God, I haven’t seen this one since the last time I babysat. Not being cynical, true story. It’s such an original pick and one I most enjoyed reviewing. Good one, Kieron! I have always found this movie adorable and moving, although I do have a flavour for the older Disney movies. I love the idea behind Toy Story, though. Have you ever wondered what toys actually do when you go to sleep at night? Did you ever imagine them come to life and talk to each other? Call me crazy, but I sure did…
The characters are so thought of in this film. A brilliant bunch of talking toys; Woody is an old fashioned cowboy toy and is also in charge, until his place as the kid’s favourite is being threatened by a new and exciting gadget powered space ranger toy named Buzz. Buzz thinks he’s a real space ranger and fails to accept the fact he’s just a commercialized plastic toy, and it’s truly sad when he discovers the truth. Rex is a hilarious and unconfident dinosaur, anxious of being replaced by a more innovative Jurassic figure, thus practicing his roar, Mr. Potato Head is a slightly grumpy toy constantly losing his body parts and craves the presence of a Mrs. Potato Head, and they keep getting better and better! Like in many Disney / Pixar films, there’s a villain here too, a vicious boy with braces named Sid, who loves blowing up his toys and putting them back together again in very weird and grotesque ways. Scary little creature that boy is (a serial killer in potential?)

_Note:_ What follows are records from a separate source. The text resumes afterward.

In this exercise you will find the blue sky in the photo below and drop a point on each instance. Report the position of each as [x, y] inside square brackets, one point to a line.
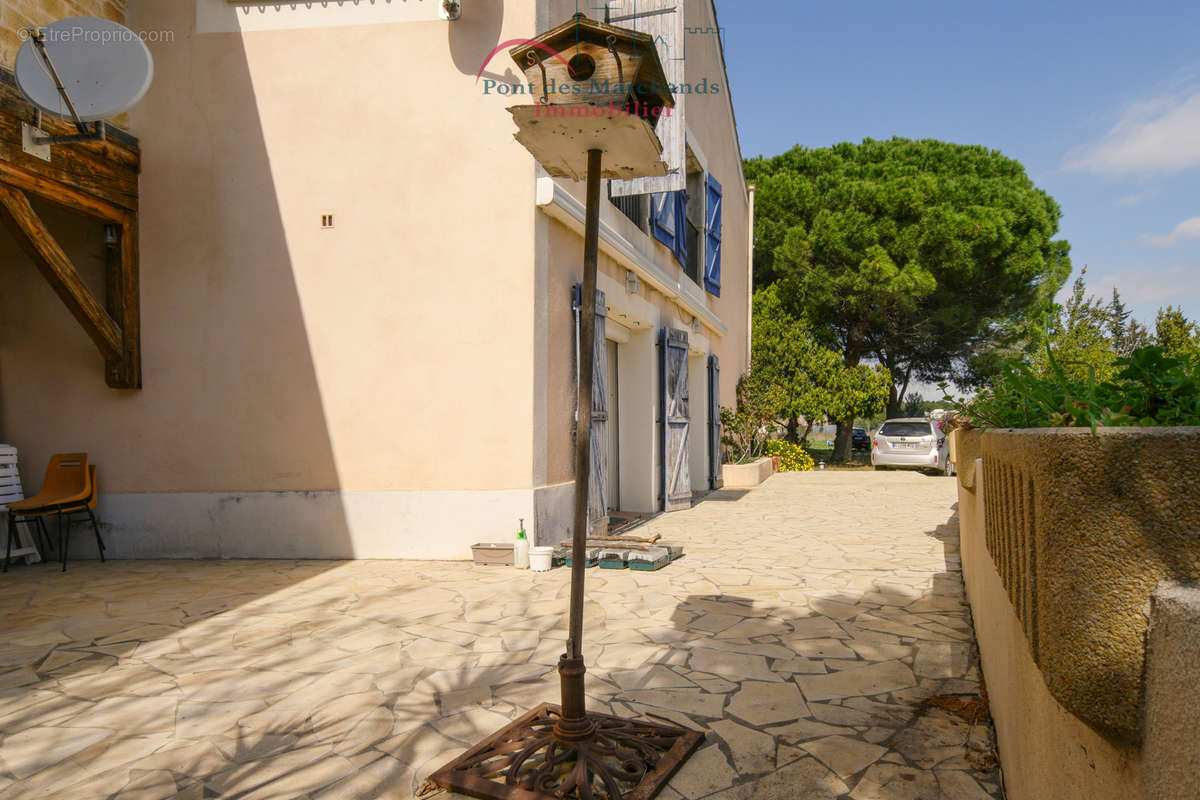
[1099, 101]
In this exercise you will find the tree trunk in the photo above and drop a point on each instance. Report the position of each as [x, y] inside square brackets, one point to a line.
[893, 409]
[895, 396]
[843, 441]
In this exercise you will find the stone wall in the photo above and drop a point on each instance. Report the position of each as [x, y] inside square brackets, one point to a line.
[1081, 529]
[1045, 752]
[1048, 750]
[15, 14]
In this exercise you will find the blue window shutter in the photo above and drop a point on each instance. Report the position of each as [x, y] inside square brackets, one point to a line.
[713, 236]
[663, 218]
[681, 247]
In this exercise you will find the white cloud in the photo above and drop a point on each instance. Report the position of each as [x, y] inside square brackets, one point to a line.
[1186, 229]
[1137, 198]
[1158, 136]
[1147, 288]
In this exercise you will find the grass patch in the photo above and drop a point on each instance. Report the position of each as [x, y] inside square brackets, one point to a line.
[821, 451]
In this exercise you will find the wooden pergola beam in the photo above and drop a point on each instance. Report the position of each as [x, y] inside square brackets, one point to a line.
[36, 240]
[99, 180]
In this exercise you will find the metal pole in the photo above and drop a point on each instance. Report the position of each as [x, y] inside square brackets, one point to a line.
[570, 666]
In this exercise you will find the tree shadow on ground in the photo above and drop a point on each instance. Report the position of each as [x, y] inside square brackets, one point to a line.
[355, 684]
[351, 685]
[820, 692]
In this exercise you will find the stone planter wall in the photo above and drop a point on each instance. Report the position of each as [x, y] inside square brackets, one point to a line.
[744, 476]
[1081, 529]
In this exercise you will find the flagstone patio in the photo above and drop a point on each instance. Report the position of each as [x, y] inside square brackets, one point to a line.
[816, 630]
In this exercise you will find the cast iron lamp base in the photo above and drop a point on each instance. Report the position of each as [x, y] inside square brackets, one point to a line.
[534, 758]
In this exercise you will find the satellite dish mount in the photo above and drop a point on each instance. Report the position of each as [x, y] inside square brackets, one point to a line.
[95, 133]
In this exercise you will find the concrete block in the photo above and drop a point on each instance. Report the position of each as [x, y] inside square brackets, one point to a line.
[1171, 758]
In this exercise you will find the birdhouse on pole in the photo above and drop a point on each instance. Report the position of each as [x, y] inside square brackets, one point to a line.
[597, 86]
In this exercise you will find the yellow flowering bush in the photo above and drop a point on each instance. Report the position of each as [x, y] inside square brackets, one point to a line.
[793, 458]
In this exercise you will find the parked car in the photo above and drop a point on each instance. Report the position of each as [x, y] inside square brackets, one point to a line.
[859, 440]
[912, 443]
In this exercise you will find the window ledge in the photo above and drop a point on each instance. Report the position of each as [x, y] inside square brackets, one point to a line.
[562, 205]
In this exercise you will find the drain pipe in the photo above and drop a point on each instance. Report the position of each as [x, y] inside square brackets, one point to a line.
[750, 191]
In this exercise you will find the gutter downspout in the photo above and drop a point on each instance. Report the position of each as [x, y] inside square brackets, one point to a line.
[750, 191]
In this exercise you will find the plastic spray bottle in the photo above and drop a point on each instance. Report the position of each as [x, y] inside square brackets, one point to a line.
[521, 549]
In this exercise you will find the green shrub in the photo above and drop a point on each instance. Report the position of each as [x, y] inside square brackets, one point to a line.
[744, 431]
[793, 458]
[1150, 389]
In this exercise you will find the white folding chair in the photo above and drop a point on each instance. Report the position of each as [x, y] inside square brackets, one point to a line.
[11, 492]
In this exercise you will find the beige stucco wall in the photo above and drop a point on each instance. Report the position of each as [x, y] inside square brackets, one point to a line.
[333, 392]
[16, 14]
[709, 120]
[282, 356]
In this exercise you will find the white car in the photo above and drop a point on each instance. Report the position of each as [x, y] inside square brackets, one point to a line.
[913, 443]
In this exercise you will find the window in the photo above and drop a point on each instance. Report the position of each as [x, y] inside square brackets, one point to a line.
[688, 222]
[635, 206]
[906, 429]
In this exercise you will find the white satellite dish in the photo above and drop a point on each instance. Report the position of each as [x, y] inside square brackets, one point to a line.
[83, 68]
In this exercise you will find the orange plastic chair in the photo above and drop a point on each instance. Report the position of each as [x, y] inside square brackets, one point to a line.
[70, 488]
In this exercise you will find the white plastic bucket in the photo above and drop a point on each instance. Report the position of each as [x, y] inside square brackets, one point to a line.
[541, 558]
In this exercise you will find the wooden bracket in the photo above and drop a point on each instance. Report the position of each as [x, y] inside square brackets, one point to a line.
[117, 341]
[99, 180]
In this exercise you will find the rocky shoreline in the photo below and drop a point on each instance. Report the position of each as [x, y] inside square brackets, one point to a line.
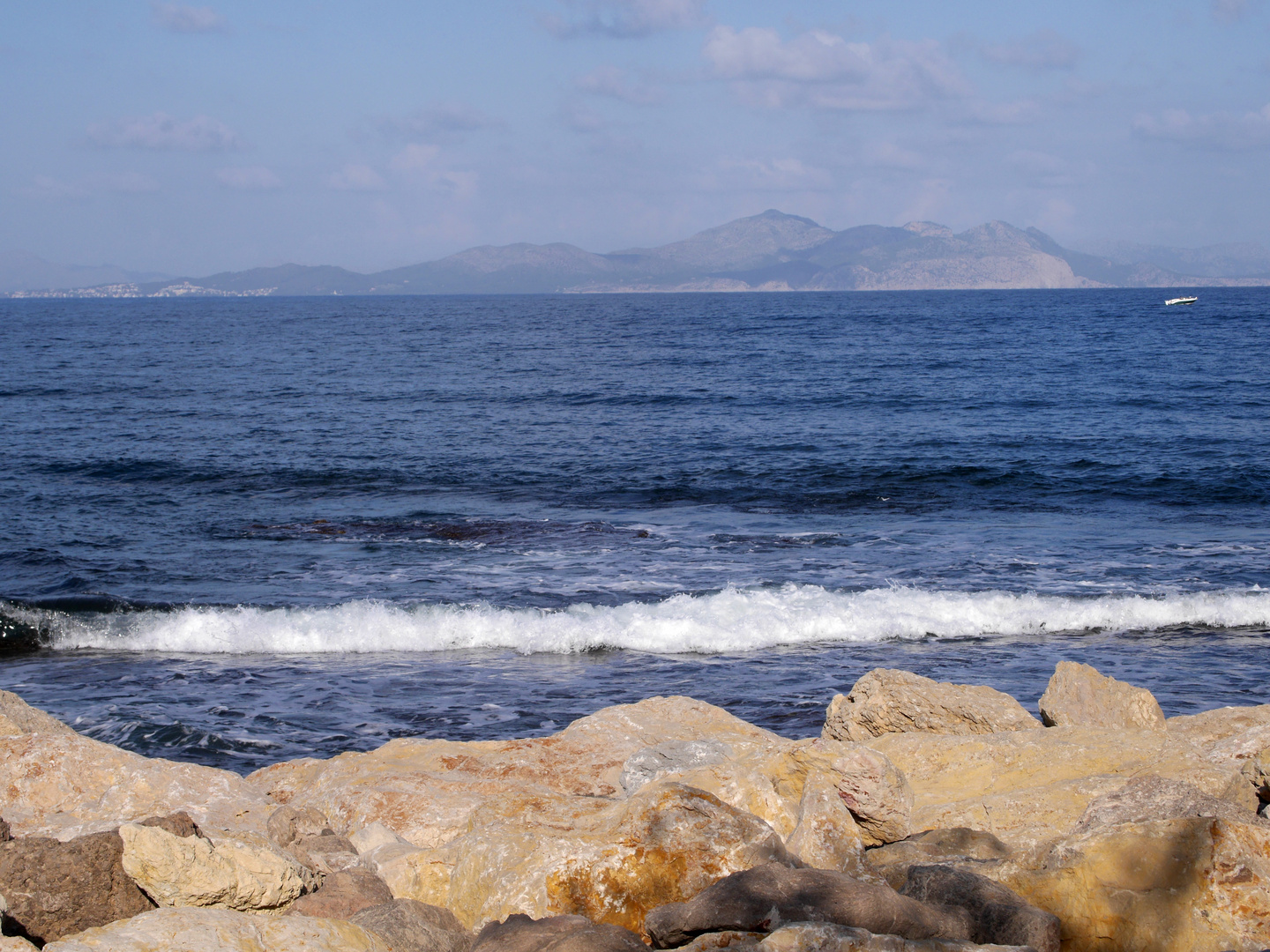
[926, 818]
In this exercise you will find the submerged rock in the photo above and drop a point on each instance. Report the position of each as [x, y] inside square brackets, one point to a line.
[1080, 695]
[56, 889]
[886, 701]
[560, 933]
[192, 929]
[767, 896]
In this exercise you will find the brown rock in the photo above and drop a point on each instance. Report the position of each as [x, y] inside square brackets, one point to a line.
[959, 844]
[1080, 695]
[19, 718]
[766, 896]
[877, 793]
[997, 914]
[57, 889]
[1189, 885]
[176, 824]
[409, 926]
[342, 895]
[65, 785]
[288, 822]
[888, 701]
[1145, 799]
[193, 929]
[560, 933]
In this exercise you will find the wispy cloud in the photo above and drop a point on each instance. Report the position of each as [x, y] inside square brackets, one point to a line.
[355, 178]
[438, 118]
[1042, 49]
[181, 18]
[614, 83]
[163, 132]
[624, 18]
[825, 71]
[250, 178]
[1223, 131]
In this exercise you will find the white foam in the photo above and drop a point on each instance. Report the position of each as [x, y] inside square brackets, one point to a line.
[735, 620]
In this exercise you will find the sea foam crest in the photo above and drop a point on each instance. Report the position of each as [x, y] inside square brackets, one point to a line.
[733, 620]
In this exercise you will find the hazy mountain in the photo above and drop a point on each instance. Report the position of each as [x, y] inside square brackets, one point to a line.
[768, 251]
[20, 271]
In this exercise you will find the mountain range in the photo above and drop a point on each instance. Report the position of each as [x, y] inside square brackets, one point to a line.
[767, 251]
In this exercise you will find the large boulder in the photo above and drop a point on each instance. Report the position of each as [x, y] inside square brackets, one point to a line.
[56, 889]
[888, 701]
[65, 785]
[409, 926]
[767, 896]
[228, 874]
[958, 844]
[1080, 695]
[221, 931]
[997, 914]
[608, 861]
[1185, 885]
[559, 933]
[1030, 788]
[343, 895]
[18, 718]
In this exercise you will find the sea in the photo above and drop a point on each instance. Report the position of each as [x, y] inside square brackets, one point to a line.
[250, 530]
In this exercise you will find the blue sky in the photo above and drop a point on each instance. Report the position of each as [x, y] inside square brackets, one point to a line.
[190, 138]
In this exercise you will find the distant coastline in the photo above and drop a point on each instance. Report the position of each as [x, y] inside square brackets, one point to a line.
[768, 251]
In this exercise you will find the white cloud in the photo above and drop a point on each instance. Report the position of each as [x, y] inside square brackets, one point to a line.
[625, 18]
[250, 178]
[439, 118]
[1211, 131]
[415, 158]
[825, 71]
[1042, 49]
[612, 83]
[161, 131]
[355, 178]
[181, 18]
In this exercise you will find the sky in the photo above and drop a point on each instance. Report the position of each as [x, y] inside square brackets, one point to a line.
[193, 138]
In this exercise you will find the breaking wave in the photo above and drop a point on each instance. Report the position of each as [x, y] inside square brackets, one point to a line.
[733, 620]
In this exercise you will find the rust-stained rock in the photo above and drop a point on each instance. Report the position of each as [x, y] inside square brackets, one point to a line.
[888, 701]
[65, 785]
[767, 896]
[1080, 695]
[560, 933]
[56, 889]
[1188, 885]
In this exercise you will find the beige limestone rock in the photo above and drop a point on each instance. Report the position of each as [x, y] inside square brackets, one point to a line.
[19, 718]
[827, 837]
[888, 701]
[1188, 885]
[1080, 695]
[65, 785]
[427, 791]
[608, 861]
[1033, 787]
[221, 931]
[228, 874]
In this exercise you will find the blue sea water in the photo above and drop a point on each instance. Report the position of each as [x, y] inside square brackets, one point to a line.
[265, 528]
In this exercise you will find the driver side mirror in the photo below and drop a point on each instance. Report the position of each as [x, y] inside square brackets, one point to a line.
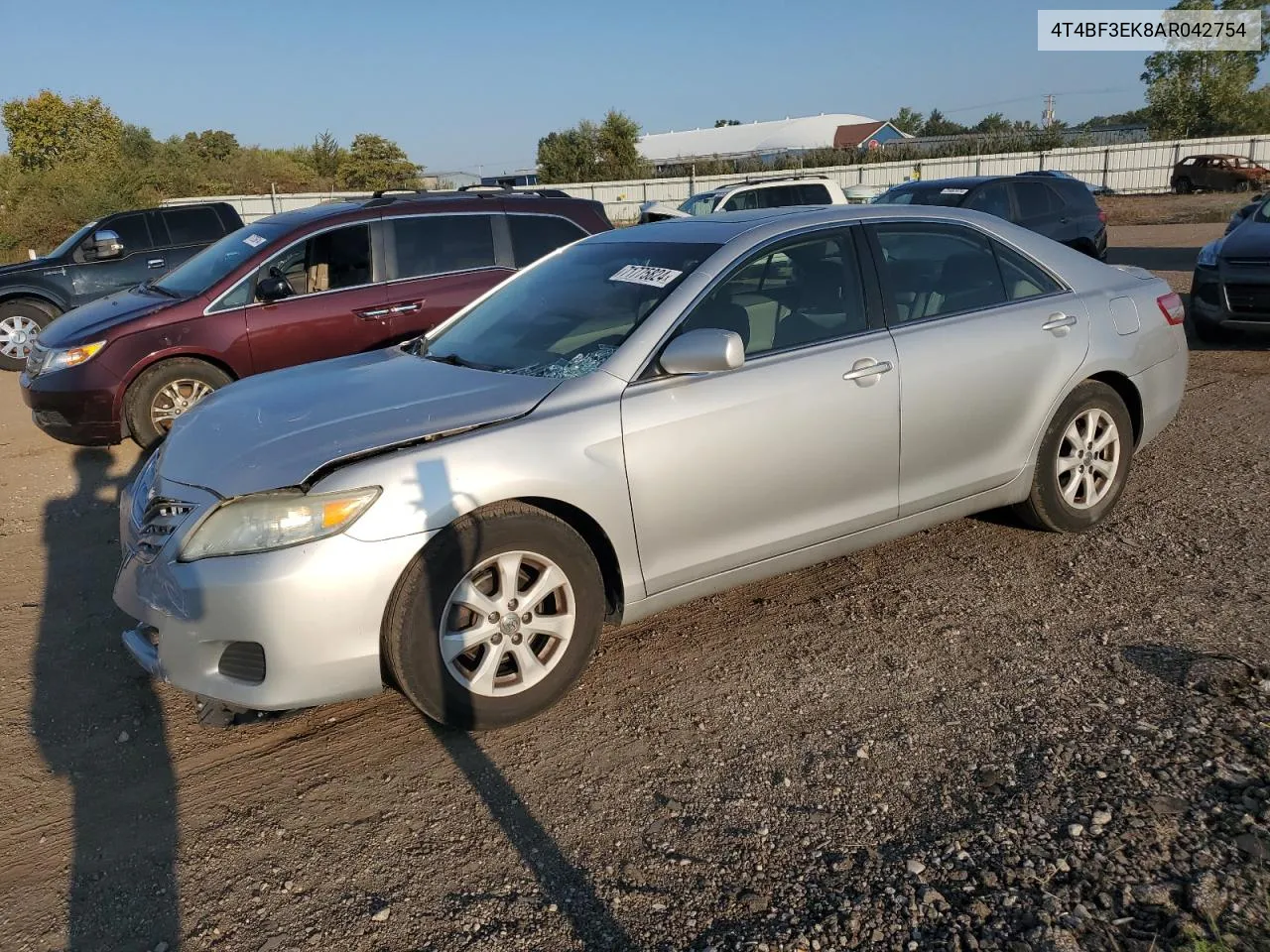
[703, 350]
[105, 244]
[271, 289]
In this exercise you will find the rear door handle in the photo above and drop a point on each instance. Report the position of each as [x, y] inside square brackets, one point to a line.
[1058, 324]
[866, 371]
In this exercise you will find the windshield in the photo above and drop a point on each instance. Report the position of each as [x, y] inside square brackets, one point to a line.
[699, 204]
[568, 315]
[72, 240]
[214, 262]
[935, 193]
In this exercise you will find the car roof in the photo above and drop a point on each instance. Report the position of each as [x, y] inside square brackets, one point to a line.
[722, 227]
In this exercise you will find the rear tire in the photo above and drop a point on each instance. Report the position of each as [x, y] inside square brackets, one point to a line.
[164, 393]
[22, 318]
[1082, 463]
[511, 670]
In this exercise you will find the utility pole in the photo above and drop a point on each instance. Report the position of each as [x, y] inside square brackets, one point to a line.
[1047, 116]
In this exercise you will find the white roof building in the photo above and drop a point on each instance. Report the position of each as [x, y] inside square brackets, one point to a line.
[747, 139]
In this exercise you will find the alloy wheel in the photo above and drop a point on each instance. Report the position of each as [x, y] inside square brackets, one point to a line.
[1088, 458]
[175, 399]
[508, 624]
[17, 335]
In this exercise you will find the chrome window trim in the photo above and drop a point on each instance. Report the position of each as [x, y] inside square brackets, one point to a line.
[211, 308]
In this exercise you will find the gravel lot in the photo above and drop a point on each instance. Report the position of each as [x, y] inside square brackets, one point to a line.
[974, 738]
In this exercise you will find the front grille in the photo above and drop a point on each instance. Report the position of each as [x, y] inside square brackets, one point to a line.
[1247, 298]
[160, 520]
[243, 660]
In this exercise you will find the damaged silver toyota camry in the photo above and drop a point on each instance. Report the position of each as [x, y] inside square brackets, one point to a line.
[645, 416]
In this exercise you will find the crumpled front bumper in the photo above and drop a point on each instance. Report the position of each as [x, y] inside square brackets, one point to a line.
[316, 611]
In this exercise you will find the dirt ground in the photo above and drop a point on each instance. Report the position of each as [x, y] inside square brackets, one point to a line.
[717, 766]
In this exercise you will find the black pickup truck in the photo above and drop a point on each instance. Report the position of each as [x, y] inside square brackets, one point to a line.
[111, 254]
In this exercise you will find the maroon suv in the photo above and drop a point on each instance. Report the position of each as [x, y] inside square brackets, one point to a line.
[302, 286]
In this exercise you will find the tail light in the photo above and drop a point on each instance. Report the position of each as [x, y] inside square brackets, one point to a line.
[1171, 306]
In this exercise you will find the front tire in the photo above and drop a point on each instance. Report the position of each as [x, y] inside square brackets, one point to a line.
[495, 620]
[22, 318]
[1082, 463]
[164, 393]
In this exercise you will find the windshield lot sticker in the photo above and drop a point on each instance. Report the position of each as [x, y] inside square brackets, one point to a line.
[647, 275]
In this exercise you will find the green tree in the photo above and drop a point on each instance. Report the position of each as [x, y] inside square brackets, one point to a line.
[375, 163]
[592, 153]
[939, 125]
[908, 121]
[46, 130]
[211, 145]
[993, 125]
[324, 158]
[1197, 93]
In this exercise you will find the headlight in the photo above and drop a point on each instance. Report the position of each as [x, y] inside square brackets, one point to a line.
[1207, 254]
[70, 357]
[272, 521]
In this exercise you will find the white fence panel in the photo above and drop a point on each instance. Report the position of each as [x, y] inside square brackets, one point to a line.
[1130, 168]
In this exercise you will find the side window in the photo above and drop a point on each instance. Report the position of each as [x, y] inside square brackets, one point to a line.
[132, 232]
[326, 262]
[813, 194]
[439, 244]
[538, 235]
[931, 271]
[1024, 278]
[1034, 199]
[191, 226]
[992, 198]
[742, 200]
[795, 295]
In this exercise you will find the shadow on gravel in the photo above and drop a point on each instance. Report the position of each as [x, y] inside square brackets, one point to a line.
[561, 881]
[99, 725]
[1170, 664]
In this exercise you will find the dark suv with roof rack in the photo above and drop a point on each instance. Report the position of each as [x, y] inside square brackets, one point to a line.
[326, 281]
[1060, 208]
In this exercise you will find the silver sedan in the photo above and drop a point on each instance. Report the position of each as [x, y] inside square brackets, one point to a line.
[643, 417]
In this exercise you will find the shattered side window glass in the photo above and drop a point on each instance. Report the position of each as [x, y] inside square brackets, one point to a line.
[576, 366]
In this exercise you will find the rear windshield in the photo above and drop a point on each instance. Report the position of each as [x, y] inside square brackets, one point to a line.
[935, 193]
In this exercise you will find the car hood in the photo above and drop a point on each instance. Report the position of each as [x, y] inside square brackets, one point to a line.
[1250, 239]
[87, 322]
[278, 429]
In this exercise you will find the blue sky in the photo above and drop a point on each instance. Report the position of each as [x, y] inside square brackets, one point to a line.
[479, 84]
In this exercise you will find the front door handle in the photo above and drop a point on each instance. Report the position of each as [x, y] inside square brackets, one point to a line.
[1058, 324]
[866, 371]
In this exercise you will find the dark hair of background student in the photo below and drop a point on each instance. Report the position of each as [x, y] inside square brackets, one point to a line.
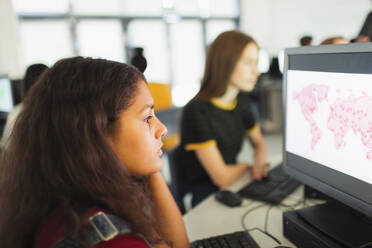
[33, 72]
[59, 157]
[222, 56]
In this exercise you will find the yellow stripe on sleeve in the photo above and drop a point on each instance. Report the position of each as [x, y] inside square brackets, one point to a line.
[254, 128]
[197, 146]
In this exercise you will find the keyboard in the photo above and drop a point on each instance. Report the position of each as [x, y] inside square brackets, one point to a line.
[272, 189]
[240, 239]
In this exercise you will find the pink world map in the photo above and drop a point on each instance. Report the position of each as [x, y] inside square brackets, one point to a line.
[353, 113]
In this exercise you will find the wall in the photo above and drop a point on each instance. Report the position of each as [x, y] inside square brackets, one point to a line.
[277, 24]
[9, 55]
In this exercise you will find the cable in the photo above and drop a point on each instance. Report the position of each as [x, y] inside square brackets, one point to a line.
[268, 234]
[247, 212]
[256, 228]
[366, 245]
[267, 217]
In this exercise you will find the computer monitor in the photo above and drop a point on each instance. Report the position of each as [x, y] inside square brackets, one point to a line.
[327, 106]
[6, 95]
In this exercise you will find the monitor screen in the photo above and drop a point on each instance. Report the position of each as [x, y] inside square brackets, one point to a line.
[327, 101]
[6, 96]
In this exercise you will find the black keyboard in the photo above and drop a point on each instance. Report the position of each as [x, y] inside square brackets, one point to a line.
[231, 240]
[272, 189]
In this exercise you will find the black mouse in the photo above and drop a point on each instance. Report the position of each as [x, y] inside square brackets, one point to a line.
[228, 198]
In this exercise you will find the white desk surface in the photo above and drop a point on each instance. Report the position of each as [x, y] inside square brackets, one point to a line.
[211, 218]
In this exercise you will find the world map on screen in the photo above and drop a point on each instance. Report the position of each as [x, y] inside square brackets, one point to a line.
[351, 114]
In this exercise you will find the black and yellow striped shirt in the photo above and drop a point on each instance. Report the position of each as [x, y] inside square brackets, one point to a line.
[205, 123]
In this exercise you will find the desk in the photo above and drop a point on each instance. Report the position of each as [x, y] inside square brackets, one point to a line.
[211, 218]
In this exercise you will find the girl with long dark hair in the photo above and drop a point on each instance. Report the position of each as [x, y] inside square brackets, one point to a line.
[82, 165]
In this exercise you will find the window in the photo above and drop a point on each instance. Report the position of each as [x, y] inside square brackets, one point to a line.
[101, 38]
[44, 42]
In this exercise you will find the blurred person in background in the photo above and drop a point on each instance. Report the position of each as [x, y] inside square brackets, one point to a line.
[334, 40]
[216, 121]
[32, 74]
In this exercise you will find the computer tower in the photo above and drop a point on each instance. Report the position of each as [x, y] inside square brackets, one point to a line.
[303, 235]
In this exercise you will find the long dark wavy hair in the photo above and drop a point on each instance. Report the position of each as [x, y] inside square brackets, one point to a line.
[222, 56]
[59, 158]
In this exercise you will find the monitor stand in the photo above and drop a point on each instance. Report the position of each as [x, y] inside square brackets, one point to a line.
[341, 223]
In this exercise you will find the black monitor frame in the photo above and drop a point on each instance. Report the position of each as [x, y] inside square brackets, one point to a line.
[344, 188]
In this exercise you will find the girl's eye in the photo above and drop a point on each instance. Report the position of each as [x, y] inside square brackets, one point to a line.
[147, 119]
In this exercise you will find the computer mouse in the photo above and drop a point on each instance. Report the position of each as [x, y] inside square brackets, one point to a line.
[228, 198]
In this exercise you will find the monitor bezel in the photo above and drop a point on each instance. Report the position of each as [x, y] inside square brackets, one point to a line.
[4, 114]
[338, 186]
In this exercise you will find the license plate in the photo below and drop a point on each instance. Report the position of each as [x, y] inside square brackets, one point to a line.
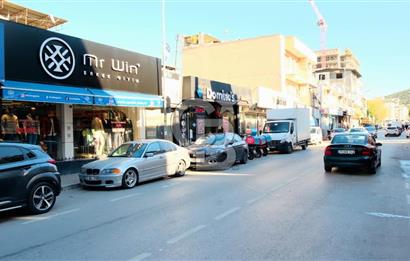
[346, 152]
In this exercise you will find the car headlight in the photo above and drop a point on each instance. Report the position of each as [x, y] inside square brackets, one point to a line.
[214, 152]
[110, 171]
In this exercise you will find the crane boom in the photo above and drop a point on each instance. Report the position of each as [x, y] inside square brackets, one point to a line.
[321, 22]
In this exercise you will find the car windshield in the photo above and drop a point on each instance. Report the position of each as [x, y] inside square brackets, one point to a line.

When you actually think how this movie was made, it’s pure genius! Directed by John Lasseter, Toy Story brought the animation world to a whole new level of computerized animation, which later on developed to a 3D version. Don’t forget it was in 1995, 20 years ago!!! Could you believe it’s been so long??? It’s no wonder it’s gotten through to so many kids, adults, film critics. This movie’s timeless, “a visionary roller-coaster ride of a movie” as Roger Ebert puts it, and he’s absolutely right!
Toy Story should also be praised for its voices cast. Tom Hanks and Tim Allen are brilliant picks for Woody and Buzz’s voices, not to mention Wallace Shawn (The Princess Bride) as the neurotic dinosaur, Rex, who is by far my favourite Toy Story character. I’m a dedicated Tom Hank’s fan usually, but I’ll give Wallace the prize for the funniest voice over EVER. Annie Potts (Ghostbusters) who’s also a favourite of mine did an amazing voice over for Bo Peep. Truly an amazing cast!!
The plot is wonderful and touching, the movie is colourful and thrilling, the animation is absolutely fantastic, and it brings up so many childhood memories!! What’s not to love?
Film Club Rating: 9.2/10
General Consensus: Toy Story is a legitimate classic. 20 years on and audiences are still enjoying the vibrant characters and emotional story. Pixar’s first film is still one of their best & a classic in every sense of the word.